This overwhelming majority (100%) of trained and very intelligent experts say "Nay-Nay" in the Great Lakes.
Furthermore, I have not seen a report from a well recognized private authority or expert supporting grass carp populations in the Great Lakes - have you?
As such I find I must continue to believe, and also trust my instincts, that perhaps sticking our arms in this "meat grinder" is not the wisest move.
But hey............ opinions vary.............
(Go Jays Go)
Cheers,
OldTimer
I don't want them here too.
Because they are not natural there.
I think that many local original native plants, trees, clams, crayfish, bees, turtles, and fish, and more have suffered, or are now endangered by non native "to the locale" species introduction.
But not just from other countrees and places, but from right here in Canada too.
My father says that it wasn't broke till we fixed it.
OldTimer, I'd be a lot more sympathetic to your point of view if the same government agencies surrounding the Great Lakes who are now condemning grass carp, weren't at the same time all smiles and laughter when it came to other exotics which they are very much in bed with.
How is a grass carp any less native from a brown trout?

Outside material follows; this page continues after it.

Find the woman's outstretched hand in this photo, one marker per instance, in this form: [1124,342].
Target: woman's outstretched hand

Years and years of stocking coho and chinook salmon, brown and rainbow trout...all to the detriment of who? Native Atlantic Salmon and lake-run brook trout the size of phone books (a real lost treasure).
I'm not "promoting" grass carp in the Great Lakes. I'm saying that it's not all doom and gloom if they are here.
I'm sure the DFO will be all too happy to have another voiceless scapegoat to blame for their own incompetent mismanagement of fisheries. Don't you know the double-crested cormorant eats ALL the small fish and big fish starve and that's why there are so few big fish left...? It's not that industrial farming, dredging, draining and damming is changing the chemical composition of watersheds, it's the bloody cormorants..err...grass carp.